OpenTelemetry offers many advantages, including:

  • Standardization: Metrics, logs, traces, and their associated resources and metadata are standardized in a vendor-neutral manner, allowing you to use a variety of open-source and commercial tools for processing, storing, and visualizing telemetry without being tied to a specific solution.
  • Consistent Instrumentation: The OpenTelemetry APIs and SDKs enable consistent and standardized instrumentation of your code, which can seamlessly integrate with data generated by libraries and third-party systems.
  • Enhanced Observability: OpenTelemetry provides a unified framework for collecting, processing, and exporting telemetry, enabling enhanced observability and deeper insights into the behavior and performance of your systems.
  • Portability: OpenTelemetry's platform- and language-agnostic approach allows you to easily collect and analyze telemetry data across different environments, platforms, and programming languages.
  • Extensibility: OpenTelemetry is designed to be extensible, allowing you to integrate with existing monitoring solutions and technologies, such as Prometheus, Jaeger, and Grafana, or to develop custom integrations.
  • Community Support: OpenTelemetry is an open-source project backed by a vibrant community of contributors, including all the major and most minor observability vendors and a variety of adopting companies of all sizes, ensuring ongoing development, innovation, and support.

What are the challenges of OpenTelemetry?

OpenTelemetry is a set of technologies that can have a steep learning curve for adopters without significant observability expertise.
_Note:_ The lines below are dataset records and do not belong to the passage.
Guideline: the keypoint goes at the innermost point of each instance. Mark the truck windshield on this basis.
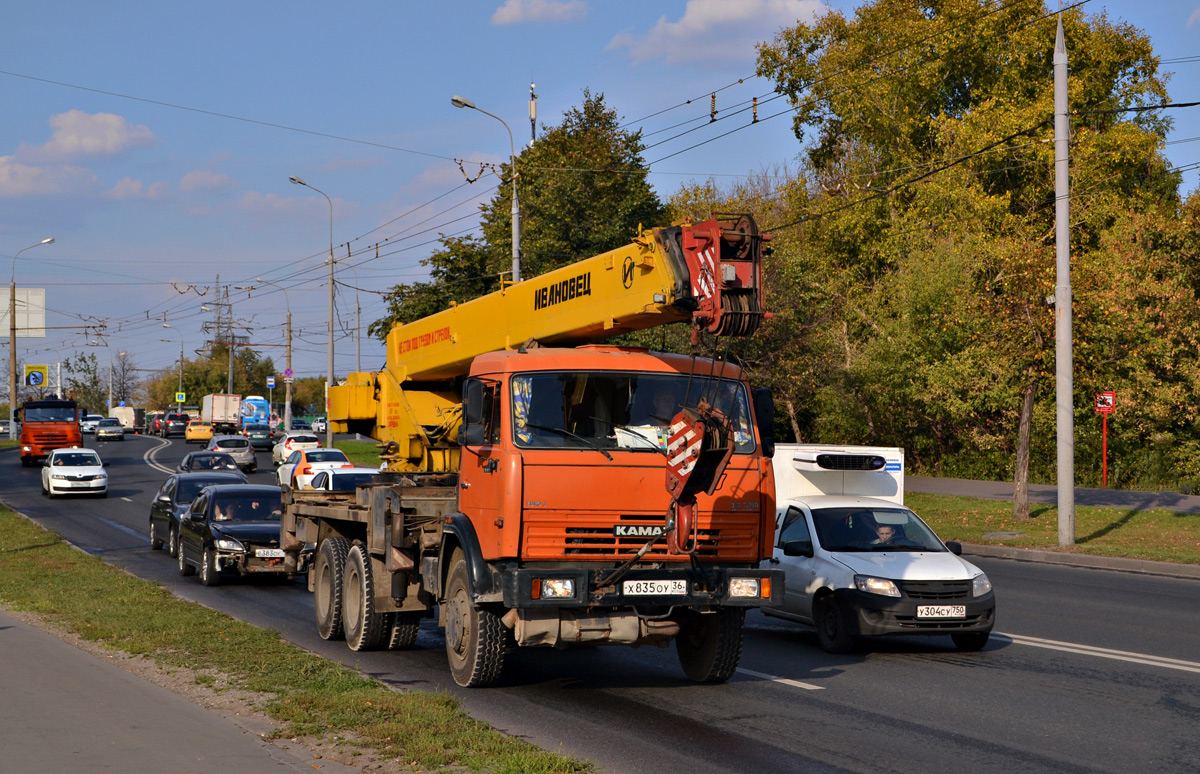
(873, 529)
(51, 414)
(618, 411)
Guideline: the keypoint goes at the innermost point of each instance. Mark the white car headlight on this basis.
(876, 586)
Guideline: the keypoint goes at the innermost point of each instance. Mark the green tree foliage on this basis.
(925, 229)
(582, 191)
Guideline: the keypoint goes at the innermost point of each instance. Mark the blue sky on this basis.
(155, 142)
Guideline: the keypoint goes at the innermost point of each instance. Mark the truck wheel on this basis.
(209, 573)
(832, 630)
(709, 646)
(475, 637)
(971, 640)
(365, 628)
(327, 599)
(405, 627)
(185, 569)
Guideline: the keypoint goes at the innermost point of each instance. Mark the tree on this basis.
(583, 191)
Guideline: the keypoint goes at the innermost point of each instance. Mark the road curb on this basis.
(1145, 567)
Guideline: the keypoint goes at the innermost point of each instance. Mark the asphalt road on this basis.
(1089, 670)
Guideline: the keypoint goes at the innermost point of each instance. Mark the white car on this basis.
(291, 443)
(301, 465)
(858, 563)
(88, 424)
(75, 472)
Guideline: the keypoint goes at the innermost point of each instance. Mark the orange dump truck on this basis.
(543, 490)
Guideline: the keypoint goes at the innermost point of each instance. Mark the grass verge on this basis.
(1159, 535)
(310, 695)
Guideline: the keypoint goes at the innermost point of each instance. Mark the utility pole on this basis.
(1062, 301)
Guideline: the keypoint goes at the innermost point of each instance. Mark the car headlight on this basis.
(744, 587)
(228, 544)
(876, 586)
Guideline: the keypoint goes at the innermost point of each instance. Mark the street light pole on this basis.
(462, 102)
(287, 379)
(12, 339)
(329, 378)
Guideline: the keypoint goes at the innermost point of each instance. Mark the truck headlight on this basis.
(744, 587)
(553, 588)
(228, 544)
(876, 586)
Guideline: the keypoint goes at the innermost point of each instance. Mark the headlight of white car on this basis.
(876, 586)
(228, 544)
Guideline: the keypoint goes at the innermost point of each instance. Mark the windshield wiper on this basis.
(569, 433)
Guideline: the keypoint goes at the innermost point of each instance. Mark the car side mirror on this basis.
(798, 549)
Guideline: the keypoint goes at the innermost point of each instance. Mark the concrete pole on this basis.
(1062, 300)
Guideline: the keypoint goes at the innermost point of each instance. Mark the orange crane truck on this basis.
(543, 490)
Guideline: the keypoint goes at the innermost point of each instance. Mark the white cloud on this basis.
(131, 189)
(553, 11)
(717, 30)
(87, 135)
(205, 180)
(18, 179)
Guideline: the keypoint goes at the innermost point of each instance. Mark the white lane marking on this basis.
(773, 678)
(127, 531)
(1103, 653)
(149, 456)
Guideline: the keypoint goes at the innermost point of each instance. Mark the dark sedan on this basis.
(233, 529)
(173, 499)
(197, 461)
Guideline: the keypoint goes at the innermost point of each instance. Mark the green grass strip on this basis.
(1159, 535)
(310, 695)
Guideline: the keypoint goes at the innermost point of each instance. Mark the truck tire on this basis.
(405, 627)
(209, 573)
(475, 639)
(327, 598)
(971, 640)
(365, 628)
(833, 634)
(709, 645)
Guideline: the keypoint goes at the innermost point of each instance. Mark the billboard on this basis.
(30, 313)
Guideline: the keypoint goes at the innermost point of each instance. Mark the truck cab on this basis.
(858, 562)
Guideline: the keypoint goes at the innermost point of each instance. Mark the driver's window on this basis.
(795, 527)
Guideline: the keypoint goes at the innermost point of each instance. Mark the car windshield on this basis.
(51, 414)
(76, 459)
(247, 508)
(867, 528)
(327, 455)
(625, 411)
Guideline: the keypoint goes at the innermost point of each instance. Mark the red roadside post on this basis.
(1105, 403)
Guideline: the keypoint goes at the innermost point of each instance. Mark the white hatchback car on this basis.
(75, 472)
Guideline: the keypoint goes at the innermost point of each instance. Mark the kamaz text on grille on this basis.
(564, 291)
It can be a challenge to collect consistently the necessary attributes and resource information to provide context and generate value. OpenTelemetry data collection tools, libraries, and frameworks must be configured appropriately to harness semantic conventions effectively, like configuring a Kubernetes resource detector ensures the automatic application of relevant Kubernetes attributes to all signals.

Developers manually instrumenting their code must add metadata in the format specified by semantic conventions. To simplify this process and ensure consistent instrumentation, an OpenTelemetry-native solution should offer hints and automation. This facilitates the creation of traces, metrics, and logs that can be correlated to identify dependencies and issues swiftly.